1.5. Extended objects and the expanded cell complex (ECC)

Declarative modeling of complex biological systems requires a way to describe non point-like extended objects [1]. Examples of extended objects are polymer networks in the cytoskeleton, and multi-cellular tissues. In this section, we use a mix of standard and non-standard definitions used in construction of extended objects and we introduce the 'ECC' used in the approximate simulation algorithm.

Graphs augmented with labels are expressive mathematical objects capable of a high level of abstraction, and we use these for the representations of all of our extended objects. As defined in [1], numbered graphs are special cases of labeled graphs that have unique consecutive non-negative integer labels for vertices. If the graph in figure 1 did not have colors assigned to nodes it would be a numbered graph. A graded graph, on the other hand, is a graph where vertices are labeled non-uniquely with a level number, associated with spatial resolution which can only differ by $\$ between neighbors. A stratified graph labels vertices by a non-negative integer 'dimension' of the stratum to which they belong. Graded stratified graphs have both dimension and level number vertex labels with suitable constraints.

A special case of stratified graphs is the abstract cell complex. The abstract cell complex is a graph that is used to represent the topology of a space in the manner of a CW cell complex [20]. It has further constraints on the dimension labels. A graded abstract cell complex can represent topological properties of the space with the addition of level numbers associated with spatial resolution.

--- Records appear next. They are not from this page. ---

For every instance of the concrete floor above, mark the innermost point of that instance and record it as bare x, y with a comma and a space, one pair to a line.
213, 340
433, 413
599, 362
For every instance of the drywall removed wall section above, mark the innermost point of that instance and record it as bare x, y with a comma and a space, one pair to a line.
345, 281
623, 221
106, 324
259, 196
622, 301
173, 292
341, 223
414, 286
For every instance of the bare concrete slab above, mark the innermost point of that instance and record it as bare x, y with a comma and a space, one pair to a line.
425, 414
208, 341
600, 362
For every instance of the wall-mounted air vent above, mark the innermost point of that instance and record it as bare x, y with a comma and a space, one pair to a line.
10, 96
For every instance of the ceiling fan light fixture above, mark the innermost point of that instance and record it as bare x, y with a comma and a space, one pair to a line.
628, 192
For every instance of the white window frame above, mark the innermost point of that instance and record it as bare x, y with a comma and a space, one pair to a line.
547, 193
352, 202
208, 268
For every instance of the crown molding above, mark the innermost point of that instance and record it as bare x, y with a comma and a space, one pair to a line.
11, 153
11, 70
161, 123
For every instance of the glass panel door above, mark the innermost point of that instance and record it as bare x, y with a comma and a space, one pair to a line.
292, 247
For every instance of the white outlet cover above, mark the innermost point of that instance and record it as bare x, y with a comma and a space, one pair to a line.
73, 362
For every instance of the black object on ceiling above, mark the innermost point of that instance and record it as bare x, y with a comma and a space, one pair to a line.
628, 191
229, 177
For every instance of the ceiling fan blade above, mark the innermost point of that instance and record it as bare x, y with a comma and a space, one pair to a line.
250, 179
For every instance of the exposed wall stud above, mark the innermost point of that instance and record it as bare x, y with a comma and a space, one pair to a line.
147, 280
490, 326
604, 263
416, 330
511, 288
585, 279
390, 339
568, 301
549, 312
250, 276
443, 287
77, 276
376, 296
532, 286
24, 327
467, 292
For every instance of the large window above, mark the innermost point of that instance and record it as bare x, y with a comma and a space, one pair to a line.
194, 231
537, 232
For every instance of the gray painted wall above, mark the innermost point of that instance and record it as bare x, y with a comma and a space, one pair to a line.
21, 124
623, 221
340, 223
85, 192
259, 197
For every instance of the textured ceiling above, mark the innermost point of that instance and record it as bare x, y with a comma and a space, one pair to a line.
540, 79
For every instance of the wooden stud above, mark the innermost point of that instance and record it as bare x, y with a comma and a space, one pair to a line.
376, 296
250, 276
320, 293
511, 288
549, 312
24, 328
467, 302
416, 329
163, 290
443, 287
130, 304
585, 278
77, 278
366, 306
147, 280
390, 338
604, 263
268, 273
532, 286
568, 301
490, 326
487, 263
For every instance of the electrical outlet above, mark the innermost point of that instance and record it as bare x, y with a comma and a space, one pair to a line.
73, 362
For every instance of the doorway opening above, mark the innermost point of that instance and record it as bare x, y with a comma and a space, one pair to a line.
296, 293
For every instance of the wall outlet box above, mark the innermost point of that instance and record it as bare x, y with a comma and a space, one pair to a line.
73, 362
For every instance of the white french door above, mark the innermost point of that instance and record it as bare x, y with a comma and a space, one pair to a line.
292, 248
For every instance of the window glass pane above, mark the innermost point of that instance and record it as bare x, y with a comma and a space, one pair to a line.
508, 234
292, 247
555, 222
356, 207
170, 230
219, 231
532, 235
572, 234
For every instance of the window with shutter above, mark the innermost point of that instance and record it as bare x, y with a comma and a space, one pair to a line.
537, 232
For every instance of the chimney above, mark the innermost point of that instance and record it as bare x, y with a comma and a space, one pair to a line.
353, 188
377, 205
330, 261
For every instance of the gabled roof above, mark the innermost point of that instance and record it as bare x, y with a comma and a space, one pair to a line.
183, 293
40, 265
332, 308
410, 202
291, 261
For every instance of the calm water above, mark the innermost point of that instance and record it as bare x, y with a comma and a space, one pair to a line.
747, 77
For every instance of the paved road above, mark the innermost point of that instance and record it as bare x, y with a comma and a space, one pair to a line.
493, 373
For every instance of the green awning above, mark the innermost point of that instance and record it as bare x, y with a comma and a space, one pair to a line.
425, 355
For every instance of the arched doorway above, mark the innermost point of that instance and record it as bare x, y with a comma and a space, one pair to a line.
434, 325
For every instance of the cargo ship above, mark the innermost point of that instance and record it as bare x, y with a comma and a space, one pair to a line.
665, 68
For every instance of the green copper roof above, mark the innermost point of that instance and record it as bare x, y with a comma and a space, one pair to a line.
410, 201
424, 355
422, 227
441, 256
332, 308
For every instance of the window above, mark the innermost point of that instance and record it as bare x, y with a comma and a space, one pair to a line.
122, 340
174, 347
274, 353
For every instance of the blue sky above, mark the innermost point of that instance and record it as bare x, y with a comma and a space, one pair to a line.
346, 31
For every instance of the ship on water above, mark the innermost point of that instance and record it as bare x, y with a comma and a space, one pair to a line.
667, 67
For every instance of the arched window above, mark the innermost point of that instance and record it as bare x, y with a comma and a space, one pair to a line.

'Expanding' is a process of consistently mapping each lower dimensional cell in a cell complex to a cell of the highest dimension in a new 'expanded' cell complex. By expanding as in [21, 22] all of the abstract cell complex cells with dimension numbers less than the maximum, we get an ECC. We only apply expansion to the interior of lower dimensional cells. In our case we apply expansion to a two level graded abstract cell complex with a coarse scale 2D grid that is refined to a finer scale 2D grid. Figure 2 exhibits a side by side visualization of a pre-expansion (figure 2(a)) cell complex and its post expansion (figure 2(b)) cell complex. In figure 2(b), lower dimension interior cells are expanded such that they always have a 'collar' width less than the cell of the dimension above, so that cells of the same dimension are always separated by at least a dimension-specific minimum distance. This key criteria of the ECC is well-separatedness, as will be explained more in the methods section. The 'collar' we refer to is related to the idea of a tubular neighborhood in differential topology [23]. Further discussion of cell complex theory can be found in [20, 24–27].

Figure 2. Expanding the cell complex of a $4 \times 4$ Cartesian grid into well-separated lower dimensional cells. For this example, only the interior is expanded.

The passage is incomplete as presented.